Hi There,
An R Studio beginner and can't seem to grasp this one..
I have data in the attached screen shot in the "Old Data" table that I would like to transform to the "New Data" using R.
Thanks!
Hi There,
An R Studio beginner and can't seem to grasp this one..

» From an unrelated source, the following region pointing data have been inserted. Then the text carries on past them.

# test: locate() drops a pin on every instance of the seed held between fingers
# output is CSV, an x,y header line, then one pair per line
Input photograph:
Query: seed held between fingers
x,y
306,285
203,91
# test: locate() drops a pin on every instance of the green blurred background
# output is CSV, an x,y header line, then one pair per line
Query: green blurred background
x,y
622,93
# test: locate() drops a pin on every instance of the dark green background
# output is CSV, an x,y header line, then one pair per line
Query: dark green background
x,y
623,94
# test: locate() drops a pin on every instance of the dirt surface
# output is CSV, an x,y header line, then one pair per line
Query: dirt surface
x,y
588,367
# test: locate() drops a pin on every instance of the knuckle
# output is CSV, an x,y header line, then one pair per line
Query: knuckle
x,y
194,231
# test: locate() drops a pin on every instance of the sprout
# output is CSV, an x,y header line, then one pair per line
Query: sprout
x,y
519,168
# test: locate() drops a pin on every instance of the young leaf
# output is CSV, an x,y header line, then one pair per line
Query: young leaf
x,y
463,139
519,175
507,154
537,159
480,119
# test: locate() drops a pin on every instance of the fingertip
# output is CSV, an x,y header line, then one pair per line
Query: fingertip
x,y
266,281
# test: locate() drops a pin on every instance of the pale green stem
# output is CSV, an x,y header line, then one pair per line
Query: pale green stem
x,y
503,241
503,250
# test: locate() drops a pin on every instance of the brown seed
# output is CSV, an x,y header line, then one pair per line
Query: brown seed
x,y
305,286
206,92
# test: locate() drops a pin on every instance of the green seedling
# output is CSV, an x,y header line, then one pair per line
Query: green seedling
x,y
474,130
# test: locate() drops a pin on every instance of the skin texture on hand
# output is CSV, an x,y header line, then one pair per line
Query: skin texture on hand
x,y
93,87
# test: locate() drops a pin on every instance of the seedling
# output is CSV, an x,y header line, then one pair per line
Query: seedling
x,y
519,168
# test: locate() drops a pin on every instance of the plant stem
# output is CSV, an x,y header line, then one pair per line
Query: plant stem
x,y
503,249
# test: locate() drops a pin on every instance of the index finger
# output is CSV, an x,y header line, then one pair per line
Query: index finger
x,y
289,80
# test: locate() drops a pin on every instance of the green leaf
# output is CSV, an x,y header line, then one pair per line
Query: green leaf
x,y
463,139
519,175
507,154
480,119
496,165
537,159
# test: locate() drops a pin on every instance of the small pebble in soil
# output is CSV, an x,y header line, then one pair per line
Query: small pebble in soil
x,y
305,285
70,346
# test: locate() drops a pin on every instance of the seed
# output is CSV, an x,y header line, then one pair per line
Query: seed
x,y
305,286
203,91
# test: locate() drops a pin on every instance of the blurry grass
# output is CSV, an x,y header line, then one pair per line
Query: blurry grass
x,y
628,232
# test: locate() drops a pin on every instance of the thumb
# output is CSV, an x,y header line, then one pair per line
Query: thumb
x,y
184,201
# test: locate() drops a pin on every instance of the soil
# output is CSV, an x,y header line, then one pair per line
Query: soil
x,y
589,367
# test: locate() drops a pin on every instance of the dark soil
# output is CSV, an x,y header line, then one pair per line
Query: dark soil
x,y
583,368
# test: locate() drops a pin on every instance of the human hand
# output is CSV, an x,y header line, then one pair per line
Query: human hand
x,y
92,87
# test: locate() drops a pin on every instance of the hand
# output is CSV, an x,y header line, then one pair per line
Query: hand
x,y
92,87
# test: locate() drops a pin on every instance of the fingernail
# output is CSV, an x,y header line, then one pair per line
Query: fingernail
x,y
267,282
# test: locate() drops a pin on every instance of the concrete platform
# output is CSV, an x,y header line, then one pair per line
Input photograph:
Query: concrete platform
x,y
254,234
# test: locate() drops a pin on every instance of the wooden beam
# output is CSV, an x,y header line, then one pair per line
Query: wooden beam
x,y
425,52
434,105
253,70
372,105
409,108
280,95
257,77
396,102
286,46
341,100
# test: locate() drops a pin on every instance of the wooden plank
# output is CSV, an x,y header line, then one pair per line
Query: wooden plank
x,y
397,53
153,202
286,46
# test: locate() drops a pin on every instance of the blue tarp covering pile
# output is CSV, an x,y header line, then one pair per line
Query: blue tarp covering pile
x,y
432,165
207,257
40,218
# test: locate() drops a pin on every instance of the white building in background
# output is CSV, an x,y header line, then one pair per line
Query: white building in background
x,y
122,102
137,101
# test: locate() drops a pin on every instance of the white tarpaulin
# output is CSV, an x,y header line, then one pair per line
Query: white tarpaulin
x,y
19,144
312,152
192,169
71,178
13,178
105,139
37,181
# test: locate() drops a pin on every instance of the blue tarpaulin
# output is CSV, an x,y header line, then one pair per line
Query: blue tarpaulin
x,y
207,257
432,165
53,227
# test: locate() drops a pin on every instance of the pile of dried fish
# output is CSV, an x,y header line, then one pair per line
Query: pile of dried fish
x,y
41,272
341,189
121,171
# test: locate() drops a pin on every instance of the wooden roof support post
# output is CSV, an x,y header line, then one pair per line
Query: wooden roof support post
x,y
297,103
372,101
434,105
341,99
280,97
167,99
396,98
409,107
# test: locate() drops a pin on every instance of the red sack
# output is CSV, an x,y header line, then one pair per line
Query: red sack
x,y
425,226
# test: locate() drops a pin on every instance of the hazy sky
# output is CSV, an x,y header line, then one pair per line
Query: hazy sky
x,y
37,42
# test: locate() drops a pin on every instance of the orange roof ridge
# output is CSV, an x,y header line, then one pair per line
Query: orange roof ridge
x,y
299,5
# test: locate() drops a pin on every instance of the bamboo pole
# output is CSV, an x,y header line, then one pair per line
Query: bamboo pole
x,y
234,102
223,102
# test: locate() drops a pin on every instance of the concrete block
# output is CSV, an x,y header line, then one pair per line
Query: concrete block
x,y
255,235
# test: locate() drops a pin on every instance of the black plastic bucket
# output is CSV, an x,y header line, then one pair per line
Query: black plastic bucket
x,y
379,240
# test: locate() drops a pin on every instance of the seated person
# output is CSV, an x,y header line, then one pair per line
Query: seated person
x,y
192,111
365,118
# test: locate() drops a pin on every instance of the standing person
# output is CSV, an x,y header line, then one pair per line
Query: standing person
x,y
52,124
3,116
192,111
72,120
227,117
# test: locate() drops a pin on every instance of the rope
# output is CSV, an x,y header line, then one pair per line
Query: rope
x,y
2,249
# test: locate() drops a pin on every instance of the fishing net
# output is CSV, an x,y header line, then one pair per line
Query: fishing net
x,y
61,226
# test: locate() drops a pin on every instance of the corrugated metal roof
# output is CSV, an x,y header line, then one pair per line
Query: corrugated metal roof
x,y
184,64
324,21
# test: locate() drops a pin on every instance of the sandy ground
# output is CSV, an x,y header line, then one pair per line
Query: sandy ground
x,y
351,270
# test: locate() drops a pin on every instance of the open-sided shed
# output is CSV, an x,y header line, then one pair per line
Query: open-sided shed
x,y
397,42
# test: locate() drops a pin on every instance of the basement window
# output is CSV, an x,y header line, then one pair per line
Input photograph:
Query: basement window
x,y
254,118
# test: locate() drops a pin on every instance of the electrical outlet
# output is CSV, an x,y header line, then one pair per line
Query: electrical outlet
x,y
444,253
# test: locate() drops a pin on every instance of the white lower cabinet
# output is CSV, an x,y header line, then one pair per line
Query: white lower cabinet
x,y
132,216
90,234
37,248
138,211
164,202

I have data in the attached screen shot in the "Old Data" table that I would like to transform to the "New Data" using R.
Thanks!
There is a nice primer on this (using the package tidyverse
): Posit Cloud
Although I must note that the functions gather
and spread
are (being) replaced by pivot_longer
and pivot_wider
.
I'd say the primer gives you a good introduction on how this works, and the tidyverse
documentation can help you if you want to use the more updated functions:
Hope you would find this useful.
suppressPackageStartupMessages({
library(dplyr)
library(lubridate)
}
)
# Old Data
old_data <- tibble(
ID = rep(101:103, times = 2),
Date = dmy(c("1/1/20", "1/2/20", "1/3/20",
"1/4/20", "1/5/20", "1/6/20")),
Value = seq(from = 10, to = 60, by = 10)
)
old_data
#> # A tibble: 6 x 3
#> ID Date Value
#> <int> <date> <dbl>
#> 1 101 2020-01-01 10
#> 2 102 2020-02-01 20
#> 3 103 2020-03-01 30
#> 4 101 2020-04-01 40
#> 5 102 2020-05-01 50
#> 6 103 2020-06-01 60
# New Data
new_data1 <- old_data %>%
slice(1:3) %>%
rename(Date1 = Date, Value1 = Value)
new_data2 <- old_data %>%
slice(4:6) %>%
rename(Date2 = Date, Value2 = Value)
new_data <- inner_join(new_data1, new_data2, by = "ID")
new_data
#> # A tibble: 3 x 5
#> ID Date1 Value1 Date2 Value2
#> <int> <date> <dbl> <date> <dbl>
#> 1 101 2020-01-01 10 2020-04-01 40
#> 2 102 2020-02-01 20 2020-05-01 50
#> 3 103 2020-03-01 30 2020-06-01 60
Created on 2020-08-07 by the reprex package (v0.3.0)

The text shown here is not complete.